Third, the process control of making a weld on a tapered surface is more difficult than on a straight diameter section. This means that not only is it more expensive to make welds on tapered surfaces, but there is a greater percentage of such welds that fail inspection. When a weld does not pass final inspection, parts can seldom be salvaged.
Therefore, it is a feature of the present invention to provide an improved technique of joining a tool joint or end to a drill pipe that eliminates placing a weld on a shoulder while meeting all the other requirements for an intermediate drill stem.
It is yet another feature of the present invention to provide an improved intermediate drill stem wherein the welding to the tube is not near or in the elevator shoulder, such shoulder also being isolated and protected from wear.

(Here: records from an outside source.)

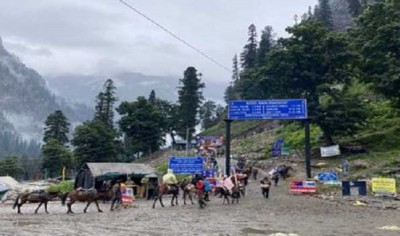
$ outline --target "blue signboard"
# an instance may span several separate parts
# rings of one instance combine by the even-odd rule
[[[230,101],[230,120],[299,120],[307,119],[305,99]]]
[[[282,155],[282,146],[285,143],[285,140],[280,138],[272,144],[272,156],[280,156]]]
[[[175,174],[196,174],[203,172],[203,158],[201,157],[170,157],[168,168]]]
[[[318,180],[334,181],[334,180],[338,180],[338,175],[335,172],[320,172],[320,173],[318,173]]]

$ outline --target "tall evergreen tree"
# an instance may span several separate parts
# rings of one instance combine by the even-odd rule
[[[248,29],[249,39],[240,54],[240,61],[243,69],[254,68],[257,63],[257,29],[251,24]]]
[[[400,108],[400,2],[371,4],[352,32],[361,79]]]
[[[156,92],[154,91],[154,89],[152,89],[151,92],[150,92],[150,95],[149,95],[149,102],[150,102],[152,105],[155,105],[155,104],[156,104],[156,101],[157,101]]]
[[[55,139],[59,144],[65,145],[69,142],[69,122],[60,110],[50,114],[45,121],[43,141],[47,143]]]
[[[118,100],[115,95],[114,82],[108,79],[104,83],[104,91],[96,97],[96,111],[94,119],[101,121],[106,127],[114,127],[114,104]]]
[[[315,8],[314,17],[324,23],[328,29],[333,29],[332,11],[329,0],[318,0],[318,6]]]
[[[101,121],[86,121],[77,126],[71,143],[78,165],[117,160],[115,131]]]
[[[225,102],[228,103],[231,100],[239,99],[238,93],[238,86],[239,86],[239,79],[240,79],[240,70],[239,70],[239,62],[238,57],[235,56],[232,59],[232,81],[230,82],[229,86],[225,89],[224,99]]]
[[[203,101],[203,91],[205,87],[201,82],[197,70],[194,67],[188,67],[182,79],[179,80],[178,103],[179,103],[179,122],[178,135],[186,137],[187,130],[189,136],[195,131],[198,124],[198,110]]]
[[[0,176],[12,176],[18,178],[23,174],[23,169],[19,163],[18,157],[6,156],[0,160]]]
[[[164,144],[164,118],[146,98],[138,97],[132,103],[122,102],[117,111],[121,115],[118,123],[125,134],[128,152],[151,154]]]
[[[267,54],[274,46],[272,26],[266,26],[261,32],[260,46],[257,51],[258,65],[263,66],[267,61]]]
[[[49,139],[42,147],[43,163],[42,169],[46,170],[49,177],[57,177],[62,169],[72,168],[72,154],[64,145],[56,139]]]
[[[363,12],[363,5],[360,0],[347,0],[349,13],[353,17],[358,17]]]
[[[60,110],[50,114],[46,119],[42,169],[46,170],[50,177],[60,175],[63,167],[72,167],[72,156],[66,146],[69,142],[69,125]]]
[[[356,131],[366,114],[360,109],[362,101],[349,99],[346,93],[354,76],[349,65],[355,58],[348,39],[313,20],[288,32],[292,36],[280,41],[284,49],[270,57],[269,73],[280,81],[273,85],[284,88],[284,98],[307,99],[308,115],[321,127],[327,144],[333,143],[335,134]]]
[[[216,109],[217,106],[215,102],[209,100],[206,101],[200,108],[200,119],[201,126],[203,129],[208,129],[213,125],[213,122],[216,117]]]

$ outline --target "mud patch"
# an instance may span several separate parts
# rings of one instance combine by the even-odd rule
[[[19,227],[28,226],[28,225],[39,225],[39,224],[40,224],[39,222],[33,222],[33,221],[16,221],[16,222],[13,222],[14,226],[19,226]]]

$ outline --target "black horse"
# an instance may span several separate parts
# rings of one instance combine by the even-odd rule
[[[294,171],[293,167],[287,166],[287,165],[283,165],[280,168],[278,168],[278,173],[282,177],[282,179],[285,180],[290,176],[289,175],[289,170]]]

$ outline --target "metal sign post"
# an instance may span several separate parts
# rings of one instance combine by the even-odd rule
[[[226,123],[226,174],[230,174],[231,122],[234,120],[304,120],[307,177],[311,178],[310,121],[305,99],[230,101]]]
[[[225,144],[225,173],[231,173],[231,123],[232,120],[226,119],[226,144]]]

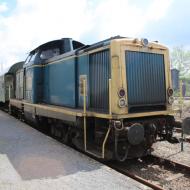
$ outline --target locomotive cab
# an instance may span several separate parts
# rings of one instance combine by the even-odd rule
[[[25,100],[31,103],[43,102],[44,72],[41,67],[42,65],[47,64],[51,58],[58,57],[83,46],[84,44],[71,38],[63,38],[47,42],[32,50],[24,64]]]

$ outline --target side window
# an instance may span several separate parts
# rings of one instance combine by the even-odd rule
[[[59,48],[54,48],[54,49],[47,49],[47,50],[42,50],[40,54],[40,58],[45,60],[45,59],[50,59],[54,56],[60,55],[60,49]]]
[[[59,48],[53,49],[53,56],[57,56],[57,55],[60,55],[60,49]]]

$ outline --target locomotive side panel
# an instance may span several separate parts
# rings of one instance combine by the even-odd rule
[[[25,70],[25,95],[24,99],[26,101],[32,102],[32,83],[33,83],[33,69],[29,68]]]
[[[83,107],[83,94],[81,93],[82,79],[86,76],[87,80],[87,97],[86,106],[89,108],[89,55],[82,55],[78,57],[77,61],[77,91],[78,91],[78,107]]]
[[[76,66],[75,58],[62,60],[45,66],[48,104],[76,107]],[[48,80],[47,80],[48,78]],[[47,83],[48,81],[48,83]],[[48,88],[48,89],[47,89]]]
[[[82,80],[87,80],[87,109],[107,113],[109,108],[110,50],[100,50],[78,58],[78,106],[83,107]]]
[[[41,102],[43,93],[42,67],[28,67],[25,73],[25,100],[31,103]]]
[[[103,50],[89,55],[90,109],[108,112],[110,51]]]
[[[49,66],[43,68],[43,99],[42,102],[45,104],[49,103]]]

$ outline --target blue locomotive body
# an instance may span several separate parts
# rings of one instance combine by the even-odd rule
[[[31,103],[40,103],[43,95],[43,70],[41,67],[25,67],[24,99]]]
[[[64,39],[60,41],[64,42]],[[24,99],[34,104],[82,108],[80,76],[85,76],[88,82],[87,109],[108,112],[109,50],[88,54],[80,51],[84,46],[81,45],[79,50],[56,56],[52,53],[52,57],[46,54],[48,59],[43,59],[43,51],[61,51],[57,42],[50,42],[51,46],[47,43],[30,53],[24,65]]]
[[[75,58],[44,65],[43,96],[47,104],[76,107]]]
[[[24,99],[27,102],[77,106],[76,58],[68,58],[67,55],[60,58],[60,54],[73,50],[73,45],[69,47],[71,43],[68,38],[55,40],[30,52],[24,65]],[[77,47],[83,46],[76,41],[73,43],[78,43]]]
[[[157,135],[175,141],[168,60],[165,46],[118,36],[47,42],[17,73],[10,112],[100,158],[142,157]]]

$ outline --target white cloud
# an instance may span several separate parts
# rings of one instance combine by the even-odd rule
[[[7,4],[5,2],[0,4],[0,13],[8,10]]]
[[[149,20],[160,20],[167,13],[173,0],[154,0],[147,11],[147,18]]]
[[[62,37],[89,42],[118,34],[135,37],[149,21],[164,17],[170,4],[154,0],[143,10],[128,0],[17,0],[6,17],[1,12],[8,7],[0,4],[0,64],[8,67],[41,43]]]
[[[93,11],[95,24],[92,31],[95,31],[100,39],[118,34],[140,36],[149,22],[157,21],[166,15],[172,1],[152,0],[144,8],[127,0],[100,1]]]

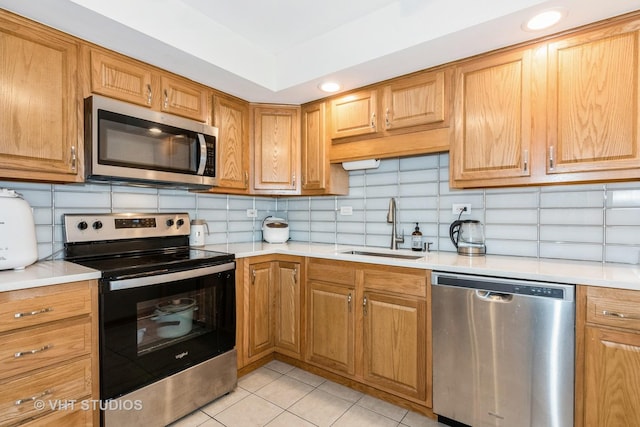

The mathematical analysis of a drill stem member is exceedingly complex. However, in one sense, it can be viewed as a slender column or strut which is subject to Euler's Formula. This formula pertains to the fact that when a load-bearing body in compression has a length more than ten or twelve times its least dimension perpendicular to the load line, simple compression ceases to be the direct cause of failure. Instead, failure occurs as a result of lateral deflections, which, in turn, depends on the modulus of elasticity of the material and the slenderness ratio of the member, as well as the crushing strength of the material. In addition, the load-carrying capacity is dependent on the condition of restraints on the column ends (e.g., guided free end, fixed ends, one end guided and one end fixed, and one end free and one end fixed). A drill stem member is not clearly any one of the above, but safe approximate values can be applied in Euler's Formula to determine the critical buckling load for a drill pipe.
By considering the tool joints or ends as stiff, the prior art intermediate drill pipe would normally have about a four-foot length (two ends each two feet long) and then a twenty-six-foot length (length of the body of the member). Before the critical buckling load was met, such a pipe could flex about 8.7 inches. A 5-inch tube operating in the center of a 10-inch hole would easily contact the wall long before the buckling load was met. A typical diameter of 61/2 inch tool joint would also permit such flexing. Therefore, in U.S. Pat. No. 3,784,238, a wear pad or protector is provided by building up the wall of the body of the pipe length intermediate the ends of the pipe, preferably approximately at the mid point.
As will be noted hereinafter the combined length of the tool joints or ends of the member disclosed herein is approximately ten feet. Hence, for a normal thirty-foot pipe, there is a tube or body length of approximately twenty feet. A 10-foot length, 61/2 inches in diameter would only allow an angling in a 10-inch borehole of about 1.7.degree.. The twenty-foot length would only bend about 0.9 inch before it reached its critical buckling load, which would be far short of contacting the wall of the borehole. Hence, in the present design, there is no need for an intermediate wear pad or protector.
Therefore, still another feature of the present invention is to provide an improved intermediate drill stem not requiring an intermediate wear or protective built-up external surface.